Ficool

Reincarnated as a Mushroom?

LITTLE_LYTA
7
chs / week
The average realized release rate over the past 30 days is 7 chs / week.
--
NOT RATINGS
124.7k
Views
Synopsis
BLURB > He was reborn by mistake. Raised with purpose. Loved by a god. Worshipped by monsters. And the galaxy doesn’t stand a fucking chance. Irvine’s soul took one wrong turn through the wheel of karma and woke up in a body grown by an intergalactic hivemind goddess with boundary issues and galaxy-sized ambition. Now he’s the golden child of a psychic swarm that feeds on control and burns whole worlds for affection. With Crystal at the helm, warriors like Kimchi, relic-weapons like Kiya, and a council of psionic horrors eager to call him king, Irvine must choose what kind of god he wants to be. Because when a hivemind learns to love... ...it doesn’t know when to stop. The universe will kneel—or get devoured trying. SYNOPSIS Irvine didn’t ask to be reincarnated, but the cosmos had other plans. And it didn’t hand him a cheat code or a clean slate—just one random boon, selected by an uncaring divine roulette wheel. Good karma? Bad karma? Balanced as all fuck. Now he's reborn in the body of a psionically tuned alien hybrid, raised from psychic infancy by Crystal, the hivemind queen of a race so advanced they’ve abandoned individuality for shared omniscience. All except her baby boy. Irvine is the singularity inside the swarm, the first soul allowed to think, dream, and desire independently. Trained by warriors like Kimchi, advised by bio-symbiotes like Kiya, loved ferociously by hive sisters like Diane, and shadowed by powers ancient and unnamed, Irvine is both weapon and wielder, saint and sacrifice.

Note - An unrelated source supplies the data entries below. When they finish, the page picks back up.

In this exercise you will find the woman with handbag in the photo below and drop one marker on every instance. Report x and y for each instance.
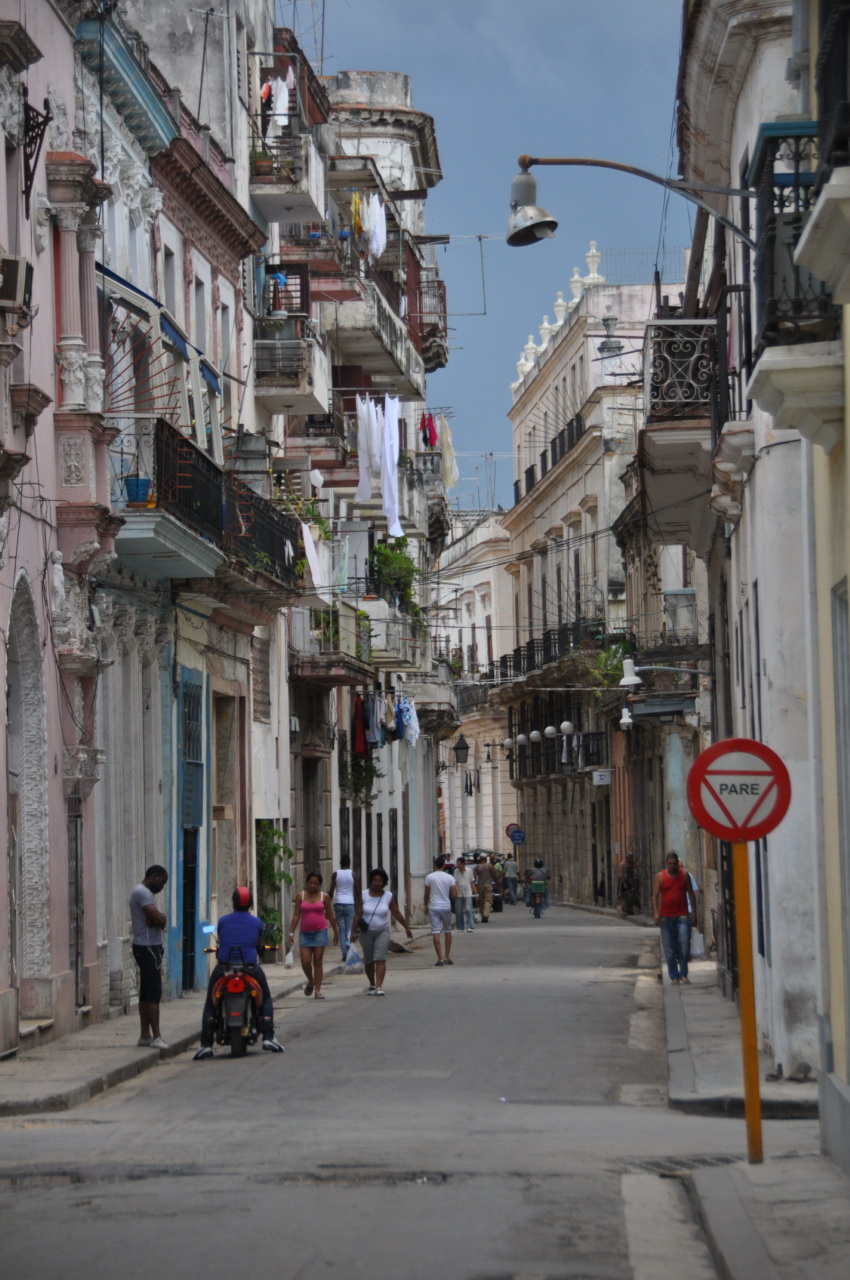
(371, 920)
(311, 915)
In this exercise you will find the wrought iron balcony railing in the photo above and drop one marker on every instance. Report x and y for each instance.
(187, 483)
(791, 305)
(679, 357)
(257, 531)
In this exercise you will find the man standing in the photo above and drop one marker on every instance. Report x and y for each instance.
(344, 891)
(484, 878)
(672, 912)
(511, 869)
(441, 892)
(464, 883)
(147, 923)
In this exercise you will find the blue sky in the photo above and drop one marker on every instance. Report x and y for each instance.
(547, 77)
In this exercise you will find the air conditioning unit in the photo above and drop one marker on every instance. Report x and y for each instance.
(16, 283)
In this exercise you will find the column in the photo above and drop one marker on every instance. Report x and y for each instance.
(72, 348)
(87, 237)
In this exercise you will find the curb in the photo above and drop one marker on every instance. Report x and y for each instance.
(735, 1244)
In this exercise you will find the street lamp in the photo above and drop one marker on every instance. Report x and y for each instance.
(530, 223)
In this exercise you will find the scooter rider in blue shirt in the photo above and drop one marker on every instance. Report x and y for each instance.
(240, 940)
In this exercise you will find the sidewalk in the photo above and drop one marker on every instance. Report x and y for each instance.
(786, 1219)
(71, 1070)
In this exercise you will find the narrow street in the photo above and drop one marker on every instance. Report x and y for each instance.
(502, 1118)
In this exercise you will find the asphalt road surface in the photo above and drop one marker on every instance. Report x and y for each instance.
(501, 1119)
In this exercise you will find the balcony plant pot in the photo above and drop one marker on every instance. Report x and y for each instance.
(137, 489)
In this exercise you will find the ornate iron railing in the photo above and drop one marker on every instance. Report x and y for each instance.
(259, 533)
(679, 357)
(187, 483)
(790, 304)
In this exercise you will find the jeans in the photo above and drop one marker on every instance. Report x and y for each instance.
(266, 1008)
(344, 913)
(464, 913)
(675, 936)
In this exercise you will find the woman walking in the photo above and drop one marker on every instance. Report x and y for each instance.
(375, 908)
(311, 915)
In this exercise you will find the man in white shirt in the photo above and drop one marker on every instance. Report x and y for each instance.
(439, 896)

But empires don’t run on hugs and handjobs. As Crystal expands her dominion—across star systems and sentient nebulae—Irvine must lead the charge through blood, fire, and psionic flame. His soul is still human. His body? Engineered for extinction. His heart? Not entirely his anymore.
VIEW MORE

Chapter 1 - prologue

Chapter 0: prologue

The clock beside his bed was old, its ticking slow and steady like a whisper from the past. The night outside pressed softly against the windows. Crickets sang their quiet songs beneath the moon, and the curtains shifted with the wind.

He sat there in his room, barely moving. The glow from his monitor bathed his face in silver light. A video played on the screen, one about dragons and warriors and worlds that could only exist in dreams. His hands stayed folded in his lap. His lips barely parted as he muttered lines from memory. He had watched the video ten times already, maybe more.

The room around him looked like any other teenage cave. A half-empty cup of noodles. Wrappers near the trash but not in it. A sweater on the floor. A gaming mouse with its cord tangled into itself. His breath felt shallow, like the walls were too close. The world on the screen was bright, loud, and full of adventure. His world was quiet and closed in.

His mother knocked earlier and asked if he wanted rice or bread for dinner. He didn't answer. He hadn't spoken out loud since the morning.

The truth sat in his chest like a rock. He felt like someone else when he was online. Braver. Cooler. People listened. People laughed at his jokes. There was a girl once who said she liked the way he played. He remembered her voice. Not the words. Just the way she said them, like he mattered.

He glanced at his phone. Still no messages.

The house was silent again. He stood up and walked to the bathroom, brushing his teeth slowly, looking at the reflection in the mirror. The boy looking back had dark circles under his eyes. His hair curled at the ends from not being washed. He brushed it down with his fingers. It only curled more.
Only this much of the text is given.